06 Mei 2017

SUNYI

Dia hidup sendirian. Suatu pagi, dia terbangun dengan rasa sesak. Dia merasakan tikaman nyeri di dadanya. Dia berusaha untuk bangkit tetapi gagal. Dengan terengah-engah dia memandang ruang tidurnya. Hanya kesunyian yang ada. Sesudah beberapa saat, dia akhirnya pasrah. Pandangannya menjadi gelap. Dan kesadarannya pun lenyap. Baru seminggu kemudian, orang menemukan jenasahnya yang telah mulai rusak. Seminggu yang bisu. Seminggu yang sunyi.

Saya kembali membaca apa yang telah ditulisnya di dinding Facebook-nya. Membaca nada optimisme-nya pada kehidupan ini. Bahwa dia dalam keadaan baik. Bahwa dia dalam keadaan sehat. Tetapi rahasia apa yang ada dalam pikirannya? Kesakitan apa yang sedang dialaminya? Pengalaman hidup seseorang memang hanya bisa dirasakan oleh orang itu sendiri. Apa yang nampak di depan umum, apa yang kelihatan tanpa masalah, belum tentu sama dengan keadaan sesungguhnya. Bahkan mungkin saja bertentangan jauh. Mungkin saja sangat bertentangan jauh.

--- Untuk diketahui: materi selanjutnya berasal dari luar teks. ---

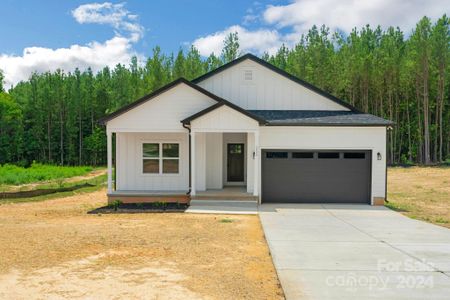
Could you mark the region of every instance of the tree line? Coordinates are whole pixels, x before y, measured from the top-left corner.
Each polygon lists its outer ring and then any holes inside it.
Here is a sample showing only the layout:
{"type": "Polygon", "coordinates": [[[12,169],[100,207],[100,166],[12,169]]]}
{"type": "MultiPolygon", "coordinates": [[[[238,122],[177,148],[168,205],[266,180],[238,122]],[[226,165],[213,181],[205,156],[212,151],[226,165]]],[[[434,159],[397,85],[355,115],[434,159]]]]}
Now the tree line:
{"type": "MultiPolygon", "coordinates": [[[[179,78],[194,79],[241,55],[237,33],[222,53],[204,58],[191,46],[176,54],[154,48],[145,64],[133,57],[94,73],[33,73],[4,91],[0,72],[0,163],[32,161],[101,165],[105,128],[97,120],[179,78]]],[[[450,158],[449,18],[422,18],[405,35],[369,25],[345,35],[313,26],[292,48],[263,59],[368,112],[396,123],[388,131],[391,164],[450,158]]]]}

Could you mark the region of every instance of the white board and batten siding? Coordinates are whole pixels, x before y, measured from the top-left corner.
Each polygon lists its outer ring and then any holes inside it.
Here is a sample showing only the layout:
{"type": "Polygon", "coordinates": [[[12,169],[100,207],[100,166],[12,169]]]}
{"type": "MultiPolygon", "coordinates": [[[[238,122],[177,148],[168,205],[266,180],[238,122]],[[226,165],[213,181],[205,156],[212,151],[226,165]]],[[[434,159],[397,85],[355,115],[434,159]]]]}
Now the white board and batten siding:
{"type": "Polygon", "coordinates": [[[116,133],[116,189],[119,191],[187,191],[189,135],[187,133],[116,133]],[[178,143],[178,174],[144,174],[144,143],[178,143]]]}
{"type": "Polygon", "coordinates": [[[225,105],[191,121],[192,132],[252,132],[258,129],[257,121],[225,105]]]}
{"type": "Polygon", "coordinates": [[[191,121],[195,132],[196,189],[220,189],[227,182],[227,144],[243,143],[246,149],[244,184],[253,191],[254,133],[259,123],[228,106],[215,110],[191,121]],[[251,176],[251,177],[250,177],[251,176]]]}
{"type": "Polygon", "coordinates": [[[250,59],[198,85],[249,110],[349,110],[250,59]]]}
{"type": "Polygon", "coordinates": [[[107,123],[116,133],[116,189],[120,191],[187,191],[189,189],[189,134],[181,120],[215,100],[179,84],[107,123]],[[179,174],[144,174],[143,143],[178,143],[179,174]]]}
{"type": "Polygon", "coordinates": [[[187,132],[181,120],[217,103],[181,83],[107,123],[113,132],[187,132]]]}
{"type": "Polygon", "coordinates": [[[261,127],[260,149],[372,150],[371,197],[385,197],[385,127],[261,127]]]}

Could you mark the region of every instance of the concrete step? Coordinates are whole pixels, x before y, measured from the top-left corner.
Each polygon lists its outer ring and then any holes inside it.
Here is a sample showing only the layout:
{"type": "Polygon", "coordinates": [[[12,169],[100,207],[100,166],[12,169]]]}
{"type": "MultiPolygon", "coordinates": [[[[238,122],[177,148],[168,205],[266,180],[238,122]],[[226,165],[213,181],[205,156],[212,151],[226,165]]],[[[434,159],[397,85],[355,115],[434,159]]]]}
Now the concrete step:
{"type": "Polygon", "coordinates": [[[258,202],[256,200],[191,200],[186,213],[255,215],[258,213],[258,202]]]}
{"type": "Polygon", "coordinates": [[[253,195],[236,195],[236,194],[221,194],[221,195],[195,195],[191,196],[192,200],[252,200],[258,201],[258,196],[253,195]]]}

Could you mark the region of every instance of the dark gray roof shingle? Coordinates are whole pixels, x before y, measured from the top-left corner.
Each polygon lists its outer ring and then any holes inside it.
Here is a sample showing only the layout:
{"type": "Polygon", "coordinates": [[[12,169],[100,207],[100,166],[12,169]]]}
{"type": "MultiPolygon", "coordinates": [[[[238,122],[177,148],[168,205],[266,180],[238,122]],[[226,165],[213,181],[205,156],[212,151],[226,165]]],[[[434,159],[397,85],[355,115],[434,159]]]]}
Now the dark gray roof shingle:
{"type": "Polygon", "coordinates": [[[268,125],[340,125],[389,126],[394,123],[383,118],[354,111],[323,110],[249,110],[266,120],[268,125]]]}

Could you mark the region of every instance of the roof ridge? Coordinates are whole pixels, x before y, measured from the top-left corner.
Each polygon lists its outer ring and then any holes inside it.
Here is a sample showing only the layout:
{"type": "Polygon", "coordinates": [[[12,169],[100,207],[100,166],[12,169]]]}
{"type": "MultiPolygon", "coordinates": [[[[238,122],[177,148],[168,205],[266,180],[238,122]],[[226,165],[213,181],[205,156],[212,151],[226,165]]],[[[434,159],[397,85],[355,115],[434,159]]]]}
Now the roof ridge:
{"type": "Polygon", "coordinates": [[[137,106],[139,106],[141,104],[144,104],[145,102],[150,101],[153,98],[163,94],[164,92],[166,92],[166,91],[170,90],[171,88],[179,85],[180,83],[186,84],[187,86],[197,90],[198,92],[200,92],[200,93],[210,97],[211,99],[213,99],[213,100],[215,100],[217,102],[221,102],[221,101],[225,100],[225,99],[217,96],[216,94],[213,94],[213,93],[211,93],[208,90],[205,90],[201,86],[199,86],[199,85],[197,85],[197,84],[187,80],[186,78],[180,77],[180,78],[175,79],[175,80],[169,82],[168,84],[160,87],[159,89],[157,89],[157,90],[155,90],[155,91],[153,91],[153,92],[151,92],[151,93],[149,93],[149,94],[147,94],[145,96],[142,96],[141,98],[139,98],[139,99],[137,99],[137,100],[135,100],[135,101],[125,105],[125,106],[122,106],[121,108],[117,109],[116,111],[103,116],[102,118],[100,118],[98,120],[98,122],[100,124],[105,124],[106,122],[108,122],[108,121],[110,121],[110,120],[120,116],[121,114],[124,114],[127,111],[129,111],[129,110],[131,110],[131,109],[133,109],[133,108],[135,108],[135,107],[137,107],[137,106]]]}

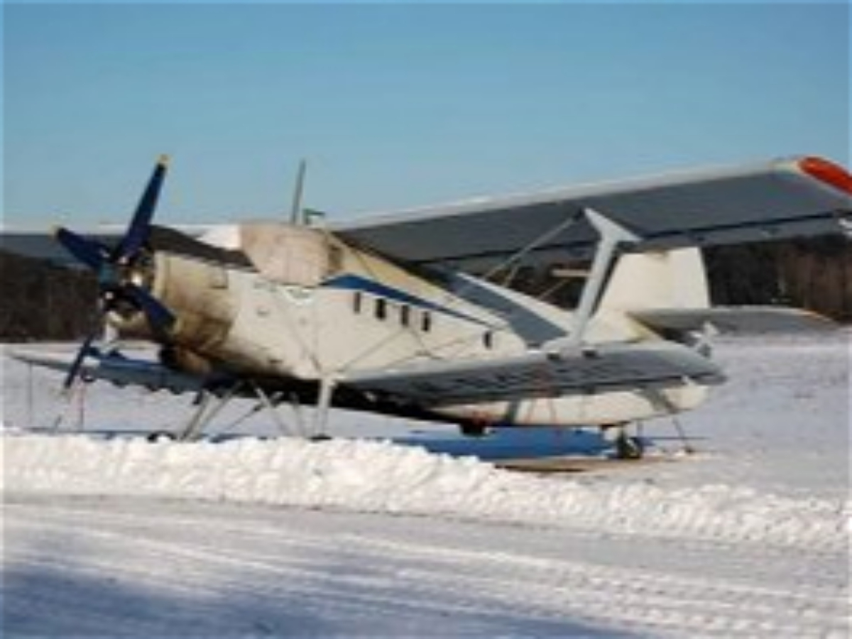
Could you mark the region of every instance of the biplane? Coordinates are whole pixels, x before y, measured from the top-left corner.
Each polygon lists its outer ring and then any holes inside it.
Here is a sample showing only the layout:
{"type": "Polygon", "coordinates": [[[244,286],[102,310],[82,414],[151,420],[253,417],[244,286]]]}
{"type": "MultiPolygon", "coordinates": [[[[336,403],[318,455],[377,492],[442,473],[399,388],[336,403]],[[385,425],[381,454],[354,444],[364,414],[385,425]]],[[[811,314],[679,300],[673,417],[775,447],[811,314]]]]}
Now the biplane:
{"type": "MultiPolygon", "coordinates": [[[[615,429],[699,406],[725,380],[708,337],[820,322],[711,304],[701,249],[846,232],[852,176],[815,157],[670,173],[354,220],[245,222],[181,232],[153,216],[161,158],[121,233],[66,228],[100,309],[156,360],[96,345],[18,353],[80,380],[192,393],[177,436],[239,396],[459,424],[615,429]],[[512,286],[521,265],[588,260],[576,308],[512,286]],[[501,273],[501,279],[494,277],[501,273]]],[[[301,187],[300,187],[301,190],[301,187]]],[[[25,238],[19,238],[24,245],[25,238]]],[[[7,238],[14,250],[14,238],[7,238]]]]}

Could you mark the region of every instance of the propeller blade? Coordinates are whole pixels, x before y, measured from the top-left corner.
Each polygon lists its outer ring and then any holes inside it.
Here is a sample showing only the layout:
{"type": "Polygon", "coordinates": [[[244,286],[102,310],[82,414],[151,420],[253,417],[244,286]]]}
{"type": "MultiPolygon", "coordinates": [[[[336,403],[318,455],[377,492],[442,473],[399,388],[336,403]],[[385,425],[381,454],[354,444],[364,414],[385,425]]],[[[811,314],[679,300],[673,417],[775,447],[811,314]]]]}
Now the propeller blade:
{"type": "Polygon", "coordinates": [[[80,368],[83,366],[83,360],[86,359],[92,350],[92,342],[95,341],[95,337],[98,334],[98,329],[95,327],[83,341],[83,344],[80,345],[80,349],[77,351],[77,357],[74,358],[74,361],[71,364],[71,368],[68,369],[67,374],[65,376],[65,382],[62,383],[62,389],[67,391],[74,385],[74,382],[77,381],[77,377],[80,374],[80,368]]]}
{"type": "Polygon", "coordinates": [[[175,315],[163,303],[145,289],[129,284],[123,292],[145,314],[151,330],[160,338],[167,337],[175,324],[175,315]]]}
{"type": "Polygon", "coordinates": [[[148,180],[148,185],[145,187],[145,193],[139,200],[136,212],[133,214],[133,218],[127,227],[127,232],[112,253],[112,259],[119,260],[132,256],[147,240],[151,230],[151,220],[153,219],[154,210],[157,209],[157,200],[159,199],[168,167],[169,157],[161,155],[151,175],[151,179],[148,180]]]}
{"type": "Polygon", "coordinates": [[[67,228],[57,227],[54,231],[56,241],[74,257],[89,267],[93,271],[100,271],[104,263],[104,247],[97,242],[86,239],[67,228]]]}

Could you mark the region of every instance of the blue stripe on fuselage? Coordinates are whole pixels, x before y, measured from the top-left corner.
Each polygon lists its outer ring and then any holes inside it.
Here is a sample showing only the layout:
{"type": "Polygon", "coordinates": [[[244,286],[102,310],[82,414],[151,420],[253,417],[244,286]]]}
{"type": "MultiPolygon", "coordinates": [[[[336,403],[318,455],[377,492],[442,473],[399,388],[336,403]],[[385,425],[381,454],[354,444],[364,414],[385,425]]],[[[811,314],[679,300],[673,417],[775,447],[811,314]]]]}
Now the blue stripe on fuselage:
{"type": "Polygon", "coordinates": [[[407,293],[405,291],[400,291],[400,289],[389,286],[386,284],[377,282],[374,279],[367,279],[360,275],[340,275],[325,280],[323,282],[322,286],[325,288],[343,289],[345,291],[360,291],[379,297],[384,297],[393,302],[397,302],[400,304],[408,304],[409,306],[423,308],[424,310],[441,313],[445,315],[450,315],[451,317],[455,317],[458,320],[474,322],[482,326],[490,325],[488,322],[482,320],[479,320],[463,313],[459,313],[458,311],[453,310],[446,306],[442,306],[434,302],[429,302],[429,300],[424,300],[423,297],[418,297],[415,295],[412,295],[411,293],[407,293]]]}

Sungguh, kita hidup bersama kesendirian kita masing-masing. Apakah saat ini kita sedang berkumpul bersama ataukah kita hanya seorang diri ditemani gadget sambil bercengkerama dengan mereka yang jauh, kita selalu bersama kesunyian kita. Ada banyak penderitaan yang tak perlu disiarkan. Ada banyak kesedihan yang tak mungkin dituturkan. Apa pun kepiluan yang kita rasakan, hidup tetap akan berjalan sebagaimana harusnya. Dan siapakah kita yang perlu menganggap bahwa duka kita ini lebih dalam dari duka orang lain? Siapakah kita yang setiap saat mengira bahwa penderitaan kita adalah jauh lebih pahit dari penderitaan orang lain?

Dunia saat ini memang kian mendekatkan jarak komunikasi antar manusia. Tetapi komunikasi apa yang ada di saat kita hanya melihat pada kata, dan bukan pada wajah? Bahkan komunikasi langsung pun tidak akan mampu menguak perasaan dan pikiran seseorang, selama dia membungkusnya dengan rapi dalam hatinya. Sungguh, kita bisa saling mengenal dengan baik, tetapi sangat sulit untuk dapat saling memahami dengan baik pula. Bahkan mustahil kita tahu apa yang sedang dialami dan dirasakan seseorang, walau pun kelihatan dia demikian terbuka, gembira dan senantiasa melemparkan gelak tawanya.

Kita hidup dengan kesunyian kita. Kita masing-masing. Dan, sesungguhnya yang lebih menjadi masalah dalam kehidupan kita sekarang, bukan hanya kemiskinan, kelaparan atau pun ketidak-bebasan, tetapi dan terutama: rasa sepi di dalam hati. Rasa sepi di dalam jiwa kita. Sendirian. Terlupakan. Dan tak bisa dipahami. Tak mau dipahami. Ah, dunia ini sungguh sunyi.....


Tonny Sutedja

Tidak ada komentar:

WAKTU

  Sering, saat malam kelam, aku menatap puluhan, ratusan bahkan ribuan bintang yang kelap-kelip di langit di atas kepalaku. Panorama yang ha...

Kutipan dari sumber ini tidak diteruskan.